Help building a variable string from a keyword - character replacements!

Hello scripting geniusii! I come to kneel before the alter of your wisdom!

I am looking to take a keyword and replace characters within that keyword and add them to a string variable. I would like this to only go through however many characters the word has, which may vary in size.

Example word - dominos:

$ echo "dominos" |  sed 's/./_/1; s/./_/2'
__minos
$ echo "dominos" |  sed 's/./_/1; s/./_/3'
_o_inos
$ echo "dominos" |  sed 's/./_/1; s/./_/4'
_om_nos
$ echo "dominos" |  sed 's/./_/1; s/./_/5'
_omi_os
$ echo "dominos" |  sed 's/./_/1; s/./_/6'
_omin_s
$ echo "dominos" |  sed 's/./_/1; s/./_/7'
_omino_
$ echo "dominos" |  sed 's/./_/2; s/./_/3'
d__inos
$ echo "dominos" |  sed 's/./_/2; s/./_/4'
d_m_nos
$ echo "dominos" |  sed 's/./_/2; s/./_/5'
d_mi_os
$ echo "dominos" |  sed 's/./_/2; s/./_/6'
d_min_s
$ echo "dominos" |  sed 's/./_/2; s/./_/7'
d_mino_
   ... 

In the end state, I would like it to look like this:

KEYWORD="__minos _o_inos _om_nos _omi_os _omin_s _omino_ d__inos d_m_nos d_mi_os d_min_s ... "

I am doing this today manually, creating my "KEYWORD" variable, but I'm trying to tidy this all up and make my script pull the current working directory and use that as the keyword variable base, so that my script can be standardized over several different keywords I'm working with.

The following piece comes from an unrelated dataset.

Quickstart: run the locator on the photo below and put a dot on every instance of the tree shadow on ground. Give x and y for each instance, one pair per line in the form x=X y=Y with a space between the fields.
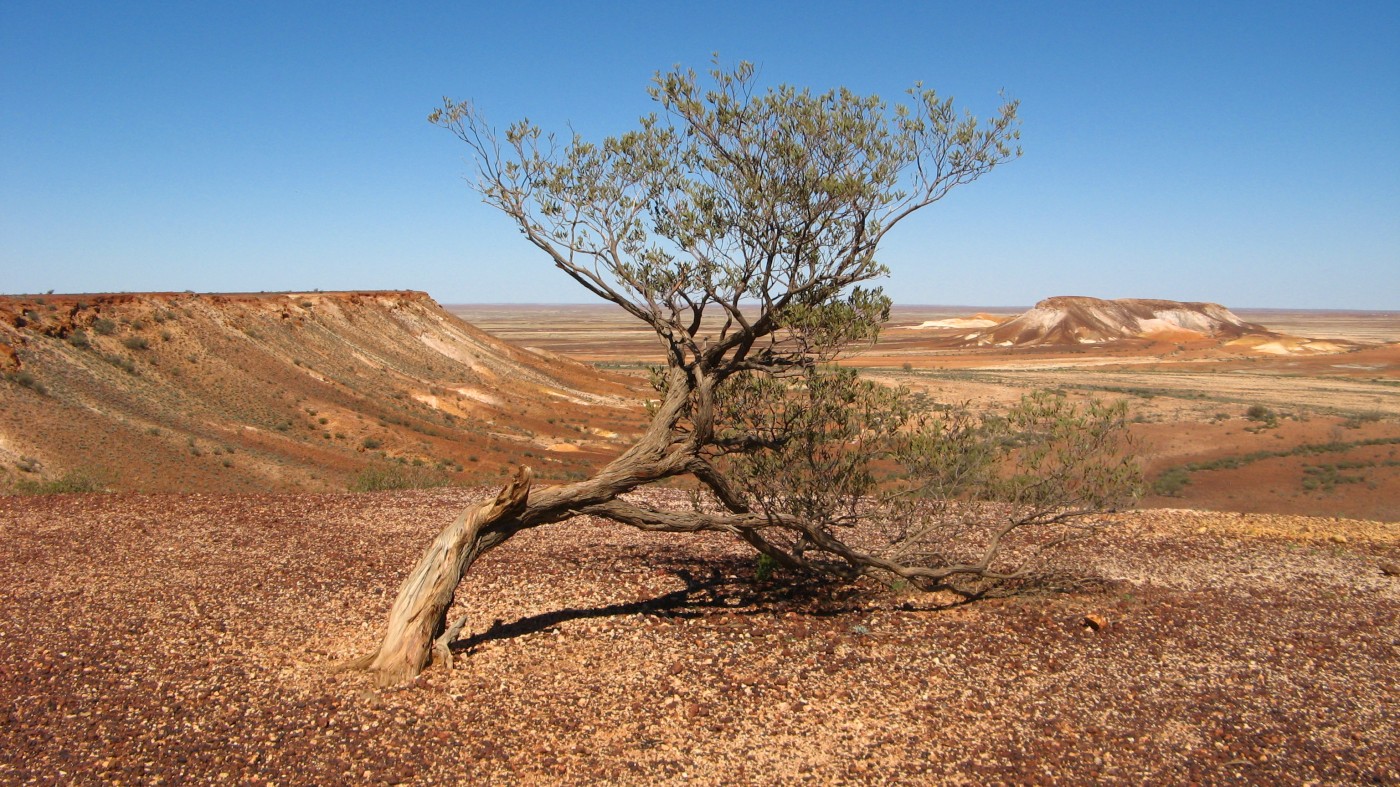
x=730 y=586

Hope this makes some sense, and Thanks so much in advance for your thoughts!

Dave aka Ghan

what OS are you under?
Do you have gawk ?
here's something to start with: echo 'dominos' | gawk -f gh.awk
where gh.awk is:

{
  len=length($0)
  for (i=1;i<=len;i++)
    for(j=i+1;j<=len;j++)
      print gensub(".", "_", i, gensub(".", "_", j, $0))
}
2 Likes

I'm just using a little utility Ubuntu box. Nothing special!

Thanks!

Dave aka Ghan

Ok, thanks!

Another approach using substr:

awk '
{ 
  printf "KEYWORD=\""
  for (i=0; i <= length($0) - 2; i++)
    for(j=i + 1; j <= length($0) - 1; j++)
      printf "%s%s", \
          substr($0, 0, i) "_"  \
          substr($0, i + 2, j - i - 1) "_"  \
          substr($0, j + 2),  \
          i == (length($0) - 2) ? "\"" : " "
   print ""
}'

Wow, that's amazing, exactly what I was after. Since my skills are soo feeble, could I trouble you for one more enhancement? In that same KEYWORDS string, I'd like to do a single character replacement as well, with a single % marching through, so it would look like this?

KEYWORD="%ominos d%minos do%inos dom%nos domi%os domin%s domino% __minos _o_inos _om_nos _omi_os _omin_s _omino_ d__inos d_m_nos d_mi_os d_min_s d_mino_ do__nos do_i_os do_in_s do_ino_ dom__os dom_n_s dom_no_ domi__s domi_o_ domin__"

I did give a solid hour trying to tinker with the awk -- but I'm just not skilled enough not to shatter the loop. HAHA!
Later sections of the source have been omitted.